Saturday, January 28

Sweatshops Powering ChatGPT


On January 18, Time magazine published revelations that alarmed if not necessarily surprised many who work in Artificial Intelligence. The news concerned ChatGPT, an advanced AI chatbot that is both hailed as one of the most intelligent AI systems built to date and feared as a new frontier in potential plagiarism and the erosion of craft in writing.

Many had wondered how ChatGPT, which stands for Chat Generative Pre-trained Transformer, had improved upon earlier versions of this technology that would quickly descend into hate speech. The answer came in the Time magazine piece: dozens of Kenyan workers were paid less than $2 per hour to process an endless amount of violent and hateful content in order to make a system primarily marketed to Western users safer.

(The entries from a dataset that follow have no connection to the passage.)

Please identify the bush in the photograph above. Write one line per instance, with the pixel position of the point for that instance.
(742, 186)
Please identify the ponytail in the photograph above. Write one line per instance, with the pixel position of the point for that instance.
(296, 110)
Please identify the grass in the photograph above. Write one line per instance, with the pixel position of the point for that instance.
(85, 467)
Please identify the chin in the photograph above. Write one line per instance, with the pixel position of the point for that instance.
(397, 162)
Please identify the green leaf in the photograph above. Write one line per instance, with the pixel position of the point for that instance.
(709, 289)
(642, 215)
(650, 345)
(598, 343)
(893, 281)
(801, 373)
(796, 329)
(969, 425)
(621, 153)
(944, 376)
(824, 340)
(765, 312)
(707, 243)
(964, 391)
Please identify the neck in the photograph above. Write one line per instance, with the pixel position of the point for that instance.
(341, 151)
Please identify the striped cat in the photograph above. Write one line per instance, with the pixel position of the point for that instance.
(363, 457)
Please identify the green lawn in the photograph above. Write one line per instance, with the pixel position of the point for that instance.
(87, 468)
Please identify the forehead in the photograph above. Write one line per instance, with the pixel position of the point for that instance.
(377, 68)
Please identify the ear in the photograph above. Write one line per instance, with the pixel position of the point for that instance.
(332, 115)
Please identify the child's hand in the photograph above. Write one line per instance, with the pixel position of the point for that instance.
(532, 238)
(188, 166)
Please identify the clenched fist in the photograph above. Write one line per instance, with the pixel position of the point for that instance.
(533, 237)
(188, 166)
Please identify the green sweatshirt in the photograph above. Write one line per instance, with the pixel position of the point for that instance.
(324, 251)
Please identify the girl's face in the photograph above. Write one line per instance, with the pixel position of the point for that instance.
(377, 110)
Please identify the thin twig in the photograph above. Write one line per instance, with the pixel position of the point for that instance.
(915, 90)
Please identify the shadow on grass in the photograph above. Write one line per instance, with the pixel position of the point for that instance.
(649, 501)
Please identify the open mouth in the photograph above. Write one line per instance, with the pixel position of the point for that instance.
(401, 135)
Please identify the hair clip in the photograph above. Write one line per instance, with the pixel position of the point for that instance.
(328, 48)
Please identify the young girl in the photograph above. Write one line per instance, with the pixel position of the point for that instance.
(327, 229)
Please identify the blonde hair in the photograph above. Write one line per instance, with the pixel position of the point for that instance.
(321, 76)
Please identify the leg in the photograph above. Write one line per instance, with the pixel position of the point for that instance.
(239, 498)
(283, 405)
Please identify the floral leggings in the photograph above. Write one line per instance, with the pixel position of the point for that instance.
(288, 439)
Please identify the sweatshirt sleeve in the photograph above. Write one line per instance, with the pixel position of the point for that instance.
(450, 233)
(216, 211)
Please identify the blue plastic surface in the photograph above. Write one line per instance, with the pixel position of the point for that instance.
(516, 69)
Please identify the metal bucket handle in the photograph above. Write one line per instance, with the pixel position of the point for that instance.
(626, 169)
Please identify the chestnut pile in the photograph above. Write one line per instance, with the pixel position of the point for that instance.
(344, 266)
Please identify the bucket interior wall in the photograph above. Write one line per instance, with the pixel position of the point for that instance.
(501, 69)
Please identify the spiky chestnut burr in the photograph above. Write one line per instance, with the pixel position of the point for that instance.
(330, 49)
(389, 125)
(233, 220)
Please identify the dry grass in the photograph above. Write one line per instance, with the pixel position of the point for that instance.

It should be clear to anyone paying attention that our current paradigm of digitalisation has a labour problem. We have and are pivoting away from the ideal of an open internet built around communities of shared interests to one that is dominated by the commercial prerogatives of a handful of companies located in specific geographies.

In this model, large companies maximise extraction and accumulation for their owners at the expense not just of their workers but also of the users. Users are sold the lie that they are participating in a community, but the more dominant these corporations become, the more egregious the unequal power between the owners and the users is.

“Community” increasingly means that ordinary people absorb the moral and the social costs of the unchecked growth of these companies, while their owners absorb the profit and the acclaim. And a critical mass of underpaid labour is contracted under the most tenuous conditions that are legally possible to sustain the illusion of a better internet.  READ MORE...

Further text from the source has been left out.